Learn All You Can About the Expert’s Opinions
Finally, we turn to the expert’s opinions for your case. Lawyers who have handled many cases with similar fact patterns may have developed their own ability to interpret expert data and analysis without assistance. Through years of practice, they have learned to hold their own against credentialed experts in debating how damages should be calculated so as not to be speculative, or they’ve become adept at reading X rays even if they’re not a radiologist. But in many instances, you and your lawyers will have to deal with subject matters that you don’t have a deep background in. That won’t stop a great lawyer from learning how to take on even well-respected experts in the field. They will know, however, that they can’t do it alone.
Lean on Your Own Experts
This is where your own experts come in. In federal court, where attorneys and their retained experts enjoy privilege over their communications (meaning the other side doesn’t get to ask for the lawyer’s emails and memos back and forth with the expert), your testifying expert is likely to be your attorney’s best ally in preparing to examine the other side’s expert. You’ve already hired a great expert who can explain complex concepts to the jury, so the first time to try out those skills will be when they help your attorney assess and critique the opposing expert’s opinions. Your expert can help point out the weaknesses and unreasonable assumptions in the other side’s expert report, can also attend your attorney’s deposition of the other side’s expert, and can even help your attorney prepare for the deposition by formulating the right questions to get the precise answers you’ll need. Your expert’s attendance at the deposition can be helpful as well, since your expert can help your attorney assess in real time whether the opposing expert’s testimony is credible and scientifically sound.

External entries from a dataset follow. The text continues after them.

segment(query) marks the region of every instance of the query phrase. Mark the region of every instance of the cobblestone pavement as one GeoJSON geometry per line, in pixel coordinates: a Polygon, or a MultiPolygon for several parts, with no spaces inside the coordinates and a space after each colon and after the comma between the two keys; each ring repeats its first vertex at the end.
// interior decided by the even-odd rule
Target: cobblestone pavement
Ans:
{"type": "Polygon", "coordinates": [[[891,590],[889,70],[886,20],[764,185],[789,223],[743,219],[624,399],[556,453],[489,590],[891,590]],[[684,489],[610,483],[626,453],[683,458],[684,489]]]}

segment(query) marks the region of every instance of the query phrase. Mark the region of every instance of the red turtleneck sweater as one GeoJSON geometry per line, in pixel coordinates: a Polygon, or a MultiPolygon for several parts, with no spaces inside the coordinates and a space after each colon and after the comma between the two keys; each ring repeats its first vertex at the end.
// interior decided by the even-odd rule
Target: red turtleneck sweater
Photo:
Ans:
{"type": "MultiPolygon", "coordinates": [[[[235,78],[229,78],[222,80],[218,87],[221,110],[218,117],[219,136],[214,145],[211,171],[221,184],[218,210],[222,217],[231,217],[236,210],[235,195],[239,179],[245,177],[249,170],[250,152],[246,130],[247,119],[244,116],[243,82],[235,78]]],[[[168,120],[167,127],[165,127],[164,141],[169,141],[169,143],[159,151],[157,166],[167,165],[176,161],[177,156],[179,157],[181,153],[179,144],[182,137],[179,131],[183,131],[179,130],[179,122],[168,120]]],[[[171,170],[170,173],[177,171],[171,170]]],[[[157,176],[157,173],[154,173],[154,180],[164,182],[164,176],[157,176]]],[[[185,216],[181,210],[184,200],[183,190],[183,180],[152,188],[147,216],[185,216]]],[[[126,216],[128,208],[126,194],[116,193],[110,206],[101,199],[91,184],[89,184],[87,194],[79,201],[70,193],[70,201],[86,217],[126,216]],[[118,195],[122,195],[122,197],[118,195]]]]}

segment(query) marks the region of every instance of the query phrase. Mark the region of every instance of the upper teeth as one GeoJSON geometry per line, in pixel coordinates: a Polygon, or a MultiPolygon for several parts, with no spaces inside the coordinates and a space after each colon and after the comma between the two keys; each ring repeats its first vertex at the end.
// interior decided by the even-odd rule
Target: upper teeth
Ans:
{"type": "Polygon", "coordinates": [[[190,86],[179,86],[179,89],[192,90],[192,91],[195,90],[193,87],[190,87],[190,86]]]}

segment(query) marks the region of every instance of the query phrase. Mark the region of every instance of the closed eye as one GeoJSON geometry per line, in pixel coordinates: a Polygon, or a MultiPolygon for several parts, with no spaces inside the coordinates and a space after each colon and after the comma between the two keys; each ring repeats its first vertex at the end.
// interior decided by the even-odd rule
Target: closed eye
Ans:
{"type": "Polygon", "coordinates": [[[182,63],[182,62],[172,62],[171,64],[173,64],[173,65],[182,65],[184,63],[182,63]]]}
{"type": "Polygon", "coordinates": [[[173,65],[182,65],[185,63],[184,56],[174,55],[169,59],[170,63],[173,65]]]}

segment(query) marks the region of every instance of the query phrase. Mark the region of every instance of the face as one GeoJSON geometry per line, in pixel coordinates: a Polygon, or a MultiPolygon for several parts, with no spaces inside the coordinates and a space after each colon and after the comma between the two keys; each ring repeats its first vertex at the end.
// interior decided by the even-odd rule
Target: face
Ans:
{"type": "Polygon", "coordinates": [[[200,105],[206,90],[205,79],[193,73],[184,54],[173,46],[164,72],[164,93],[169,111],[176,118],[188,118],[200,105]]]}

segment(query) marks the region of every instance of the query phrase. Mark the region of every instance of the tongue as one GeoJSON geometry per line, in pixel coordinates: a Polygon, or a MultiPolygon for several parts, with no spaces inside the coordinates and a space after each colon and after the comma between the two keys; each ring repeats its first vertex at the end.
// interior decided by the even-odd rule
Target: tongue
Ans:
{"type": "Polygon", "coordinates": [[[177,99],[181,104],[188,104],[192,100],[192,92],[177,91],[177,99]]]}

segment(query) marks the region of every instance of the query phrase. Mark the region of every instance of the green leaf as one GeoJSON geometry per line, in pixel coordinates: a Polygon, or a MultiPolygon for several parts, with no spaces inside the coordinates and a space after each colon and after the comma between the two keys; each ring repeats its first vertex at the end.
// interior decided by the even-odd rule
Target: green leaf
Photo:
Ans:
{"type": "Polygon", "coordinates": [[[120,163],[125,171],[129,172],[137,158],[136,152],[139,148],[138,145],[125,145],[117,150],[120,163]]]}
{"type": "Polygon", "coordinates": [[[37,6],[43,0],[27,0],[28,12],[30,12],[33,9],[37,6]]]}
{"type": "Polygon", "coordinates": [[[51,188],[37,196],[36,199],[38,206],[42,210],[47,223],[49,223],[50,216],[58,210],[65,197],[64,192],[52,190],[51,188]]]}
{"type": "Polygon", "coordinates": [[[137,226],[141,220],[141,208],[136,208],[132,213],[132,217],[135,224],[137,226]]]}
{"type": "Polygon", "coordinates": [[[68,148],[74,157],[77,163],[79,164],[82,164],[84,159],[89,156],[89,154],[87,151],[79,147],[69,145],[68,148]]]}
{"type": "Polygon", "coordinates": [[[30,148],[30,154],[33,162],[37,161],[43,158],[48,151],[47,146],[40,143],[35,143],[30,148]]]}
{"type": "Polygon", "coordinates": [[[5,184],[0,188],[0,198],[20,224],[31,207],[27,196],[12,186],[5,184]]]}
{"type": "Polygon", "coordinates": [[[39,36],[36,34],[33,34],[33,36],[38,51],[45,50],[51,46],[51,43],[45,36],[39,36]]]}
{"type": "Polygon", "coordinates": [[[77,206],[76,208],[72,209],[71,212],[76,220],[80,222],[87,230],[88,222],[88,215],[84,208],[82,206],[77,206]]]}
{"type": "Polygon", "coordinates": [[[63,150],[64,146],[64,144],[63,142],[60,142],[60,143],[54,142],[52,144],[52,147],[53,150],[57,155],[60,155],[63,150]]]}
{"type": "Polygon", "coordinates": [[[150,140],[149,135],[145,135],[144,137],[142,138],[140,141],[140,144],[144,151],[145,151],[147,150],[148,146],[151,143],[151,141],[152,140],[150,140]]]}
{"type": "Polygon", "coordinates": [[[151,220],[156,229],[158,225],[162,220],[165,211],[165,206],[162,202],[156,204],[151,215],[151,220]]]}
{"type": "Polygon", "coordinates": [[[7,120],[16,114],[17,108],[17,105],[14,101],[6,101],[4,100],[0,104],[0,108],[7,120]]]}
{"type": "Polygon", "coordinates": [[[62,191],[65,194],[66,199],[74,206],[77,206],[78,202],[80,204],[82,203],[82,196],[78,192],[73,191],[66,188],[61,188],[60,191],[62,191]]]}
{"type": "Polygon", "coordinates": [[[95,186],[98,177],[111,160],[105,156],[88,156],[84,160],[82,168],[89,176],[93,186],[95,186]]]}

What About in California State Court?
California state court expert rules differ substantially from the federal rules. First, in most state cases, expert disclosures happen much later in the case than they do in federal court, meaning you have less time to prepare to examine the other side’s expert. Second, expert disclosures in California state court tend to be less substantive than federal disclosures; instead of a robust expert report you can examine the expert about, the California rules require only a brief statement of the general substance of the expert’s expected testimony. This is far less material for your attorney to work with. Finally, there is no privilege between testifying experts and attorneys in California, meaning your lawyer must be careful if they want your testifying expert to help them prepare for the opposing expert’s deposition, because any documents they share or prepare for that purpose could then become discoverable by the other side. Instead, you may need to hire a consulting expert for the express purpose of assisting you and your counsel in understanding the opposing expert’s opinions. The consulting expert is rarely disclosed, and the consulting expert’s communications with the lawyer are confidential and are not discoverable by the other side.
Conclusion
Examining opposing experts well requires that attorneys have the discipline and curiosity necessary to learn a great deal of new information quickly. Many great lawyers will agree, however, that examining opposing experts is one of the most challenging and rewarding parts of litigation.